Luxembourg | Luxembourg, Tribunal administratif, 22 décembre 2004, 18036


Tribunal administratif N° 18036 du rôle du Grand-Duché de Luxembourg Inscrit le 10 mai 2004 Audience publique du 22 décembre 2004 Requête de Monsieur …, … en présence du directeur de l’administration de l’Enregistrement et des Domaines ainsi que du ministre des Finances en matière de désignation d’un commissaire spécial (exécution du jugement du 12 février 2003, n° 15238 du rôle)

JUGEMENT

Vu la requête inscrite sous le numéro 18036 du rôle et déposée au greffe du tribunal administratif en date du 10 mai 2004 par Maître Jean-Marie BAULER, avocat à la

Cour, inscrit au tableau de l’Ordre des avocats à Luxembourg, au nom de Monsieur …, conse...

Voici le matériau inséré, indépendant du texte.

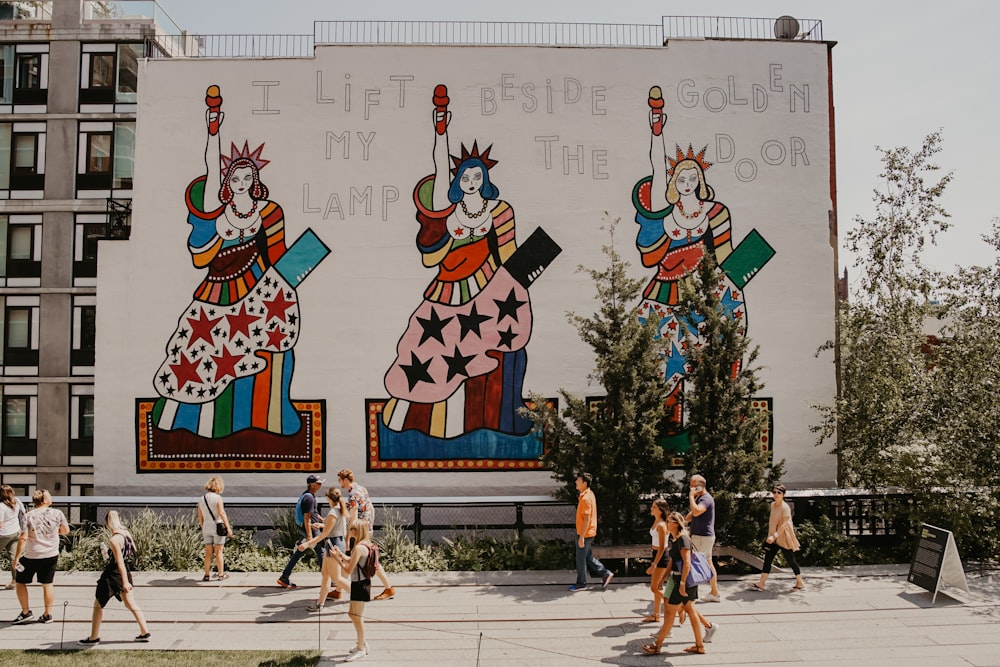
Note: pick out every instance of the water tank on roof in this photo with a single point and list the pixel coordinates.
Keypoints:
(786, 27)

Tribunal administratif N° 18036 du rôle du Grand-Duché de Luxembourg Inscrit le 10 mai 2004 Audience publique du 22 décembre 2004 Requête de Monsieur …, … en présence du directeur de l’administration de l’Enregistrement et des Domaines ainsi que du ministre des Finances en matière de désignation d’un commissaire spécial (exécution du jugement du 12 février 2003, n° 15238 du rôle)

JUGEMENT

Vu la requête inscrite sous le numéro 18036 du rôle et déposée au greffe du tribunal administratif en date du 10 mai 2004 par Maître Jean-Marie BAULER, avocat à la Cour, inscrit au tableau de l’Ordre des avocats à Luxembourg, au nom de Monsieur …, conseiller de direction adjoint auprès de l’administration de l’Enregistrement et des Domaines, demeurant à L-…, tendant à la désignation d’un commissaire spécial en vue de l’exécution du jugement inscrit sous le numéro 15238 du rôle, rendu par le tribunal administratif en date du 12 février 2003 ;

Vu les pièces versées en cause et notamment le jugement dont l’exécution fait l’objet de la requête introductive d’instance ;

Ouï le juge-rapporteur en son rapport, ainsi que Maître Nadia JANAKOVIC en remplacement de Maître Jean-Marie BAULER, en ses plaidoiries à l’audience publique du 10 novembre 2004.

Considérant que par décision du directeur de l’administration de l’Enregistrement et des Domaines, ci-après désigné par « le directeur », matérialisée par deux courriers datant respectivement des 3 octobre et 15 décembre 2000, Monsieur … fut changé d’affectation à travers sa mutation à partir de la direction de l’Enregistrement au service du contrôle extérieur de l’administration, le service ainsi désigné étant suivant son intitulé exact le « service d’imposition et de contrôle de l’impôt sur la valeur ajoutée et de l’impôt sur les assurances, section du contrôle des redevables des mêmes impôts » ;

Considérant que le recours contentieux introduit par Monsieur … à l’encontre de ladite décision par requête déposée en date du 7 février 2001 s’est soldé par un jugement du tribunal administratif inscrit sous le numéro 12873a du rôle datant du 21 janvier 2002, aux termes duquel la décision litigieuse du directeur, concrétisée par ses dits courriers des 3 octobre et 15 décembre 2000, fut annulée pour violation de la loi ;

Que ledit jugement n’ayant pas été frappé d’appel, Monsieur …, par l’intermédiaire de son mandataire, sollicita par courrier du 29 janvier 2002 sa réintégration dans son ancien bureau et dans ses fonctions antérieurement exercées ;

Considérant qu’en date du 6 février 2002, le directeur refusa de faire droit à cette demande dans les termes suivants :

« Etant donné que vous n’étiez pas d’accord avec ma décision de travailler au sein du Service Anti-Fraude, j’ai le regret de vous informer que vous ne déménagerez provisoirement pas dans le nouveau bâtiment « Omega » dans lequel seront regroupés une partie des services de l’administration. Vous resterez dans votre bureau actuel.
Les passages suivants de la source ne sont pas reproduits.